Im letzten Jahr brauchte ich etwa 5 Stunden und 48 Minuten, und bald werde ich wohl alle Kräfte mobilisieren müssen, um unter sechs Stunden zu bleiben. Trotzdem werde ich nie vergessen, dass die Ankunft im Ziel zusammen mit meinen Teamkollegen ein Symbol für Rotarys Entschlossenheit ist, das zu beenden, was wir vor über 35 Jahren begonnen haben: die Ausrottung einer Krankheit zum zweiten Mal in der Geschichte der Menschheit. Allein dieser Gedanke sollte mich über die Ziellinie bringen.   

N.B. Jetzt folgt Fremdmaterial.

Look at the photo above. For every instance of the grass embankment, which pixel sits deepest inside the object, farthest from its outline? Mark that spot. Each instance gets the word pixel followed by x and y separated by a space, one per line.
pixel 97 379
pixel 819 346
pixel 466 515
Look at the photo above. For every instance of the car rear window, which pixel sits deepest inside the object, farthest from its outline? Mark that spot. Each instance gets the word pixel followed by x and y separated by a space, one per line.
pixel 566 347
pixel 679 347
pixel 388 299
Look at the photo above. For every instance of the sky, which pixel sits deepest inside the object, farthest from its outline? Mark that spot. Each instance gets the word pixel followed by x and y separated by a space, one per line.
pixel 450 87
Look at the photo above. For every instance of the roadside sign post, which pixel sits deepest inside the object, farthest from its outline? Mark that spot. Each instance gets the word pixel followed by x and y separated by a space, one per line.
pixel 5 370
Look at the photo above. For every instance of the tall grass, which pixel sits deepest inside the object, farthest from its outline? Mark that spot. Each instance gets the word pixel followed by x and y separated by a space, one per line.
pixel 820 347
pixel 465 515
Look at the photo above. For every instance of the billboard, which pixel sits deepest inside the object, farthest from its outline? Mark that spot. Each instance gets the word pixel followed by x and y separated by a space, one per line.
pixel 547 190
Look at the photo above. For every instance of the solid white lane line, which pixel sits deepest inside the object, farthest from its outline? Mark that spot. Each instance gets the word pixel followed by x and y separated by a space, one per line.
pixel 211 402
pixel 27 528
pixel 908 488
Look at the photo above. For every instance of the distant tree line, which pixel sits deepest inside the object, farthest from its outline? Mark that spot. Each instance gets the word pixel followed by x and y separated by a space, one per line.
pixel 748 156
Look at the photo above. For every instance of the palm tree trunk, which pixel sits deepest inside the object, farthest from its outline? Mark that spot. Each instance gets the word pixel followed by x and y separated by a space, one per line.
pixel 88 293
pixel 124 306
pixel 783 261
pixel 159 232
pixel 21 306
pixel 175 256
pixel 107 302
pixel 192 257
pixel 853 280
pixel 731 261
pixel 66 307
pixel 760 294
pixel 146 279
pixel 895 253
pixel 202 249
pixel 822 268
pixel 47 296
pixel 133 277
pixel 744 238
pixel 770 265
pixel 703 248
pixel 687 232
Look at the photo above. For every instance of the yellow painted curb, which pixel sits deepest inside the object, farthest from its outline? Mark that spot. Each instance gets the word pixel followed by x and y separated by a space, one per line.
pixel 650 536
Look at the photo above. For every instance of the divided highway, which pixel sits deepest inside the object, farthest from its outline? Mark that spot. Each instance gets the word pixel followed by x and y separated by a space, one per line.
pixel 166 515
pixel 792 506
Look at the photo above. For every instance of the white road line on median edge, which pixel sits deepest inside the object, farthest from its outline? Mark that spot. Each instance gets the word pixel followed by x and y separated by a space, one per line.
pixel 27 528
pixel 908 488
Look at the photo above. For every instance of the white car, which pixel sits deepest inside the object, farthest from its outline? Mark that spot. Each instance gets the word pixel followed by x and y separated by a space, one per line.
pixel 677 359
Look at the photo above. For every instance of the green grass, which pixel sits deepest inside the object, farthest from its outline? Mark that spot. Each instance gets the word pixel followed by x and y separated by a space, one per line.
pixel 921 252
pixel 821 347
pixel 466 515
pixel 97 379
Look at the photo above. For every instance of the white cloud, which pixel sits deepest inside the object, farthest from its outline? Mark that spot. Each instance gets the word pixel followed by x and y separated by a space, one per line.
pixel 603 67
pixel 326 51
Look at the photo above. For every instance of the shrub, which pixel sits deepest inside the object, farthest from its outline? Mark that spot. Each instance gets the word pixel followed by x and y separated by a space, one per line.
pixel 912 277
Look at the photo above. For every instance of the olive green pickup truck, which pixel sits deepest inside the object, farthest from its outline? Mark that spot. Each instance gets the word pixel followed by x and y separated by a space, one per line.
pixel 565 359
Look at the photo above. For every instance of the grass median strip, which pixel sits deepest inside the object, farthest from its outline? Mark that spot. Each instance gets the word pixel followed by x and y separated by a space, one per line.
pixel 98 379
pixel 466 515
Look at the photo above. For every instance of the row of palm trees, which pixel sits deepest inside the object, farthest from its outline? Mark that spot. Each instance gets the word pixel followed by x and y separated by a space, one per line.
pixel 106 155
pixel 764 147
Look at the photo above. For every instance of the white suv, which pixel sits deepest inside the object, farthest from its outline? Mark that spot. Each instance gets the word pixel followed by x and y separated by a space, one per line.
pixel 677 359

Mit der Ankunft des Frühlings, der Jahreszeit der Hoffnung, ist es an der Zeit, wieder auf mein Fahrrad zu steigen und die anstrengenden, aber herzerquickenden Fahrten nach North Shore und zurück zu unternehmen, ob allein oder in Kolonne mit meinen ehrgeizigen Radsportfreunden. Auch wenn dies im Moment nicht so aussieht, liegt der 18. November schon hinter dem nächsten Hügel. Man sieht sich in Tucson. 

John Hewko ist Generalsekretär und CEO von Rotary International und der Rotary Foundation.

Der Originalbeitrag erschien in der April-Ausgabe 2023 des Magazins Rotary.

In diesem Jahr findet die „El Tour de Tucson“ am Samstag, dem 18. November, statt.